Contudo, é de se aplaudir e dar o devido crédito à diplomacia brasileira o repetido apelo a soluções pacíficas presentes ao longo do texto da Declaração de Brasília. E algo de importância histórica passou despercebido, entre suas centenas de linhas, pela esmagadora maioria dos comentaristas da imprensa brasileira.


Deve-se comemorar que, num documento firmado por muitos países árabes componentes da frente de rejeição (como Síria, Líbia e Argélia), faça-se um apelo ao estabelecimento de um Estado Palestino ao lado do Estado de Israel, o que implica o reconhecimento explícito e oficial do Estado judeu por países que jamais haviam aceitado a sua existência, apenas agora quando o Estado de Israel já está celebrando seu 57º aniversário de independência.


Se isto não é pouco, o documento ainda exorta à resolução do conflito entre israelenses e árabes através do road map, proposta esta já aceita pelos governos da Autoridade Palestina, de Israel, e pela própria ONU.


‘Coexistindo pacificamente’


O Brasil tem larga vocação para a conciliação e a paz. Na geopolítica do Oriente Médio em particular, onde o brasileiro é recebido calorosamente por israelenses, árabes e palestinos, temos todas as condições de sermos um catalisador determinante de uma paz justa e duradoura.


Nossa diplomacia já descobriu há muitos anos que o mais sábio não é se posicionar nem contra Israel nem contra os palestinos.
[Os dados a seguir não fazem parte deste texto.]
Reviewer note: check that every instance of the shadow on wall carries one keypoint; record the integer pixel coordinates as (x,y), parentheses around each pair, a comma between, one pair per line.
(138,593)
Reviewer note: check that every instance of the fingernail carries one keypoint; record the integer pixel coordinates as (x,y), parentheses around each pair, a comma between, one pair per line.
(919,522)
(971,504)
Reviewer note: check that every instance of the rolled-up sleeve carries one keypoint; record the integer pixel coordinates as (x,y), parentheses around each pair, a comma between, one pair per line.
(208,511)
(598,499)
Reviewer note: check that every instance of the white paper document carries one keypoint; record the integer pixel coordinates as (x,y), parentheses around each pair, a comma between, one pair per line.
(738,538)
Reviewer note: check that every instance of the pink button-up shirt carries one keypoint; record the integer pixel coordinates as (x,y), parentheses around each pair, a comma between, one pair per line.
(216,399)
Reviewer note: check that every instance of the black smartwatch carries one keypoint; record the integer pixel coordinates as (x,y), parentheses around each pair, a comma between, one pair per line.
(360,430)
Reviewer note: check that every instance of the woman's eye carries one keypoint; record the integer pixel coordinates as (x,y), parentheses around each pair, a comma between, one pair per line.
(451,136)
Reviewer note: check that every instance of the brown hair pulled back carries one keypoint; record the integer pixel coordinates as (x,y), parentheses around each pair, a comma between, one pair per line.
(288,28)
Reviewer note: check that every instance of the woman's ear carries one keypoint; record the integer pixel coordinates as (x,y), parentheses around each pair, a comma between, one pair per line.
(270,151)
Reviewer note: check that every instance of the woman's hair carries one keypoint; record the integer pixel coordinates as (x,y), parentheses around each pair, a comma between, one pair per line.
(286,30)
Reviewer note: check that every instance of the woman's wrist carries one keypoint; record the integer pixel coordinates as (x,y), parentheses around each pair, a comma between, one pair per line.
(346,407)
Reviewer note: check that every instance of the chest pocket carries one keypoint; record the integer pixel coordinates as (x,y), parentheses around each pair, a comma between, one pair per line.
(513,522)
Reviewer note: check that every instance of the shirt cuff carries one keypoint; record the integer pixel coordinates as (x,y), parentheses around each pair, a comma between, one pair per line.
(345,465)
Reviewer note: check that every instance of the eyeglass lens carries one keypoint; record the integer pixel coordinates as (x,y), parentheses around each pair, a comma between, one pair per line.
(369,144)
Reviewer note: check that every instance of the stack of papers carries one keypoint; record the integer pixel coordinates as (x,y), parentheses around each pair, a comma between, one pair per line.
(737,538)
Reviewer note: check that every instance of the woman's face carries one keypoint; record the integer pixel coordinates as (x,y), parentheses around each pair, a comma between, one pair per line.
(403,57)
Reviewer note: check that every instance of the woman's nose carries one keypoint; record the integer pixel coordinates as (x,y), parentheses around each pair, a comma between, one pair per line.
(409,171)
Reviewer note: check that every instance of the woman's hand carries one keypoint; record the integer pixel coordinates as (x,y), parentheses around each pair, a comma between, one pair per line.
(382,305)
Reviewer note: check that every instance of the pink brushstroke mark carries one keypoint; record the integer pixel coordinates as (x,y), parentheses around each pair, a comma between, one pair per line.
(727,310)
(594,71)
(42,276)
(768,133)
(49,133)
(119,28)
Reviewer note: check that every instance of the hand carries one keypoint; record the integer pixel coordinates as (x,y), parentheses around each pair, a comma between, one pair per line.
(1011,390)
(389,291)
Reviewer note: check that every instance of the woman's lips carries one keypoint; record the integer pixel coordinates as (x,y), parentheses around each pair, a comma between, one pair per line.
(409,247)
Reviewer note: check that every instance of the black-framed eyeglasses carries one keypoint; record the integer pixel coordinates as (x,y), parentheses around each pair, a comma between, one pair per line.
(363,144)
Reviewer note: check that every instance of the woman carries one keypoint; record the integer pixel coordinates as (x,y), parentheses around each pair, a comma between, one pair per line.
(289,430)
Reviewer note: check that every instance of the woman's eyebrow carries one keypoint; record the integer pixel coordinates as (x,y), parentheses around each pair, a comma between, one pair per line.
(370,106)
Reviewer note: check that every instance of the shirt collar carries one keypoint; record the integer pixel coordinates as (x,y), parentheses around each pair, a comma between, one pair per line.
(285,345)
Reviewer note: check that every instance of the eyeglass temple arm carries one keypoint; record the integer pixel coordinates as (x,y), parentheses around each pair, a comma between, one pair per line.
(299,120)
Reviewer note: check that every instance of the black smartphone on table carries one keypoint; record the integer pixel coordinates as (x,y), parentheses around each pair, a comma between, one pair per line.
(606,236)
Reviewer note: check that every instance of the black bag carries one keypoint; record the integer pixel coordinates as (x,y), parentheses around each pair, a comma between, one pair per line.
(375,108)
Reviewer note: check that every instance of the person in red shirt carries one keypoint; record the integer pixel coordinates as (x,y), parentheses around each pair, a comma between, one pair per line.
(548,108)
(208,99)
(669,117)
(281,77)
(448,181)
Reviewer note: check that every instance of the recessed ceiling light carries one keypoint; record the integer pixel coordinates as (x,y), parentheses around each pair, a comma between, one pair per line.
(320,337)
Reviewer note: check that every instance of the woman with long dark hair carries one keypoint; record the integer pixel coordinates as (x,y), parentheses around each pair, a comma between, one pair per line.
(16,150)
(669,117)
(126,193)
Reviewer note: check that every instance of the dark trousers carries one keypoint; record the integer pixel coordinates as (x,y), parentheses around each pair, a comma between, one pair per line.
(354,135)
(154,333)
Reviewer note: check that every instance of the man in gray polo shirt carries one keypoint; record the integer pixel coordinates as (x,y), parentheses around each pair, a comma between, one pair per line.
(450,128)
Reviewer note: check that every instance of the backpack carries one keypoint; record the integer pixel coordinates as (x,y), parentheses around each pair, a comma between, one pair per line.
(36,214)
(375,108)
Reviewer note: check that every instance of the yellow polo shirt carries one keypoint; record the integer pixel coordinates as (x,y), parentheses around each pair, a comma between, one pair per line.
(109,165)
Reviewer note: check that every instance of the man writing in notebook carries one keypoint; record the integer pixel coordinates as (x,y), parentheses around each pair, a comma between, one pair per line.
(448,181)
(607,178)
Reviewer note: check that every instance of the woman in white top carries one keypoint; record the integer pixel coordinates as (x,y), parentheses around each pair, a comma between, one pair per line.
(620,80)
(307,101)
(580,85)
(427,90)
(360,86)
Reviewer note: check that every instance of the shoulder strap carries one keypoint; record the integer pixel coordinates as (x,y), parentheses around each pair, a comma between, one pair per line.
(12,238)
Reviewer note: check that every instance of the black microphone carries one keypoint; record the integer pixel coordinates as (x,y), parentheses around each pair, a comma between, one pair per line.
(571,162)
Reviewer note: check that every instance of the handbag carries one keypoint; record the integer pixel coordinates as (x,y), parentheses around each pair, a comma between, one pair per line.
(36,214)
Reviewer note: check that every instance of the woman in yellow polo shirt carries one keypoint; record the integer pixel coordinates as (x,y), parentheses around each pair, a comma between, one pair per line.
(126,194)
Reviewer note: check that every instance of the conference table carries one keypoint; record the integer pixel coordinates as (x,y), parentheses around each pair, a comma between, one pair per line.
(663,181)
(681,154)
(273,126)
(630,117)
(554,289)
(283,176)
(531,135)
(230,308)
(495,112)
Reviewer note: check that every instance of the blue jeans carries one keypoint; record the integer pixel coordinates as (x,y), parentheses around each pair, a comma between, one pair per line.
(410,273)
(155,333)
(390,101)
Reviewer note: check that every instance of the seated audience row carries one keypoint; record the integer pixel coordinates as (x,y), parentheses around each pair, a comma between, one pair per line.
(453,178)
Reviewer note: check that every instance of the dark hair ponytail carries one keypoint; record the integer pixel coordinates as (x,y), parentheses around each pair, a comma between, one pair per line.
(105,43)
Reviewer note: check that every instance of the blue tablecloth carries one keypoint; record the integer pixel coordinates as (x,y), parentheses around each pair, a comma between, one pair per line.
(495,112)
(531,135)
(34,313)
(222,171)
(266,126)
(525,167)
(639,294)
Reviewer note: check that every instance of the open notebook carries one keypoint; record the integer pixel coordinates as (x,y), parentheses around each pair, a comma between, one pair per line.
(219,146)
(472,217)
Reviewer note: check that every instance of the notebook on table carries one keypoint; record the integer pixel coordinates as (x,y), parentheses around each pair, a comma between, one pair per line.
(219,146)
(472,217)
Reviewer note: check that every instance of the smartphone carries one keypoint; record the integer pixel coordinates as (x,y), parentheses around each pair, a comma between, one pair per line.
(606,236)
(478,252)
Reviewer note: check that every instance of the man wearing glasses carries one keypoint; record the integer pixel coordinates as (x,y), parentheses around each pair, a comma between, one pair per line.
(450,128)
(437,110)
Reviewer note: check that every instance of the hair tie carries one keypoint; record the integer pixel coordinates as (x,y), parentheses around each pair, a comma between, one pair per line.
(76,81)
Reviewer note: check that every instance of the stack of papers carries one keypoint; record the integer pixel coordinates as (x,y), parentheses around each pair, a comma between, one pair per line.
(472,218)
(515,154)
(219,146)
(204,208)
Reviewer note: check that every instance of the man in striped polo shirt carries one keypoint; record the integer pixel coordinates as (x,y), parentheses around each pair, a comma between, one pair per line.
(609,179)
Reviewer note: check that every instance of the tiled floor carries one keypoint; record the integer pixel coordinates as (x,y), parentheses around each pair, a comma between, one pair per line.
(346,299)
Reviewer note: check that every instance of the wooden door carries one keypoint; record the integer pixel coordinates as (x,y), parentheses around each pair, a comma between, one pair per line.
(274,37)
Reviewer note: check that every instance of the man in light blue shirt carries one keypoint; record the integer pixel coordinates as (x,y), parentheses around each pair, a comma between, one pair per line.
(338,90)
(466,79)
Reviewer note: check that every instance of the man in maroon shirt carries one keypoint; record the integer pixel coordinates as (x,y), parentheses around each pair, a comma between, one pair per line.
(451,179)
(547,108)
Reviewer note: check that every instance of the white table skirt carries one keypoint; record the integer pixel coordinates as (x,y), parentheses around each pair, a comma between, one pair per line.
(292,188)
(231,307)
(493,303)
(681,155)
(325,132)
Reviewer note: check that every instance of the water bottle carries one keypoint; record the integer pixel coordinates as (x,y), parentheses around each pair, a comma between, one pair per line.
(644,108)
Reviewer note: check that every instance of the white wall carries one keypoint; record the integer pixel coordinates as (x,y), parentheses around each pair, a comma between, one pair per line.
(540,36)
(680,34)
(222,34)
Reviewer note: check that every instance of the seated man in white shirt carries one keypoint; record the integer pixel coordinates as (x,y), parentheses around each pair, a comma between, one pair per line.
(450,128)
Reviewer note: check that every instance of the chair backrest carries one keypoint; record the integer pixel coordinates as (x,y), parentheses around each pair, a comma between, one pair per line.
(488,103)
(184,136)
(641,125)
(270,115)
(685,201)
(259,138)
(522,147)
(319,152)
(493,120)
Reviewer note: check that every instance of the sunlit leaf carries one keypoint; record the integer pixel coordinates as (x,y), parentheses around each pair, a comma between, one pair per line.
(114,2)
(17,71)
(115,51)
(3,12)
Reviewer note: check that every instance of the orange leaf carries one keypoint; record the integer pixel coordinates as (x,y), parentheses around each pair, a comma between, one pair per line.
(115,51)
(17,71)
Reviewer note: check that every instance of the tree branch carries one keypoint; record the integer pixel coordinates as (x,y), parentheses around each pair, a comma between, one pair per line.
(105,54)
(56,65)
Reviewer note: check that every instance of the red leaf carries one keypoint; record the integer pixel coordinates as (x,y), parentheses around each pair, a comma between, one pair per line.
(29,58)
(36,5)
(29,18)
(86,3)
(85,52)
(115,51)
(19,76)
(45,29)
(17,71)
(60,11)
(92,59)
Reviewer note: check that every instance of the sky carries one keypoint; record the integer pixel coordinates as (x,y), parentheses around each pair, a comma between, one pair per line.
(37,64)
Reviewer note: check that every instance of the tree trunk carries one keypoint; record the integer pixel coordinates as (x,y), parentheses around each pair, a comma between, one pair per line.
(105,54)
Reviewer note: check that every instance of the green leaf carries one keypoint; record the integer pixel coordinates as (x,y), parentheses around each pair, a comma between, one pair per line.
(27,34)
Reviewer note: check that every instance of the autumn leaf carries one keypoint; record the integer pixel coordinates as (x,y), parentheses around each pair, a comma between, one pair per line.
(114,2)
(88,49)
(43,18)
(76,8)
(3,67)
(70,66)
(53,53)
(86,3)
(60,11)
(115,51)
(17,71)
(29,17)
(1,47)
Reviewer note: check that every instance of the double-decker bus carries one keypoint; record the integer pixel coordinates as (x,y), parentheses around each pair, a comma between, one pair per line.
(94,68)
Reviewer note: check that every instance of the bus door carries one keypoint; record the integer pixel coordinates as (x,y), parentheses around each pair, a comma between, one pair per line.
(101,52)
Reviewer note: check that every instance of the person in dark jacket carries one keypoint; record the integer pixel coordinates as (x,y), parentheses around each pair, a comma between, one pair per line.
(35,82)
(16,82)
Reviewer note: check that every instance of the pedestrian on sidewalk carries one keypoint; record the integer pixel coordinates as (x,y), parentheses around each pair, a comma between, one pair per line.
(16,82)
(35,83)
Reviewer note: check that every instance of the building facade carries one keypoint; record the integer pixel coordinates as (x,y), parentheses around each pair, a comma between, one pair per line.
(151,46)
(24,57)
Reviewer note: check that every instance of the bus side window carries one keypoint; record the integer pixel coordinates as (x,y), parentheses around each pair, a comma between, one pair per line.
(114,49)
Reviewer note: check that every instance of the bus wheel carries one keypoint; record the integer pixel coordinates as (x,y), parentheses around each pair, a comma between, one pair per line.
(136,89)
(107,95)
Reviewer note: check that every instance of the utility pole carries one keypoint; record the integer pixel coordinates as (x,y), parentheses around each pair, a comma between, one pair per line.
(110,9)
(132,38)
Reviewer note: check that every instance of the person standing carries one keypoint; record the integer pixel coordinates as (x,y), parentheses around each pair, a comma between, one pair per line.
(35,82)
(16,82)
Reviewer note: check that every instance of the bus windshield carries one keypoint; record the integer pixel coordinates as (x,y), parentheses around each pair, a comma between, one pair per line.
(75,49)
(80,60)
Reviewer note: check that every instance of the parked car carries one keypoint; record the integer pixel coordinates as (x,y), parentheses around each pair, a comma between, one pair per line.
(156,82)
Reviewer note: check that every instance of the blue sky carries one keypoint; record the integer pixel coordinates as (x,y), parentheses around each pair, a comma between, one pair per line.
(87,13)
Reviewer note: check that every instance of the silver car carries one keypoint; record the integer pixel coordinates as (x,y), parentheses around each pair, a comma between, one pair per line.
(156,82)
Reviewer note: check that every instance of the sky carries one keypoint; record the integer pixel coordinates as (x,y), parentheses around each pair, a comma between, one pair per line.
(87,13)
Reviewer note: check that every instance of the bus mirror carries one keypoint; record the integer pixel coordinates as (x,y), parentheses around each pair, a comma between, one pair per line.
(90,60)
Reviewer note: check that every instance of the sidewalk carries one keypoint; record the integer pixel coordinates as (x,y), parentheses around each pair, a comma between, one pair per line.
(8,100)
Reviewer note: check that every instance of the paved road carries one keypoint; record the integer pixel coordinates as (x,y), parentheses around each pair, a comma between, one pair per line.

A opção é estar a favor tanto do povo israelense quanto do povo palestino em seus igualmente legítimos direitos à soberania nacional.


Perseverando nesta abordagem pacifista, o Brasil terá melhores condições de conquistar um lugar de destaque na comunidade internacional e mesmo no Conselho de Segurança da ONU, quanto mais se distancie de posturas de confronto e apóie com firmeza uma solução de dois Estados – Israel e Palestina – para o conflito.


Tal atitude não o afasta nem do terceiro-mundo, nem dos EUA ou da Europa. Certamente não constrangeria nem os brasileiros árabes nem os brasileiros judeus.


A rota para este avanço diplomático já está indicada em algumas linhas da Declaração de Brasília, endossada por dezenas de países sul-americanos e árabes, que…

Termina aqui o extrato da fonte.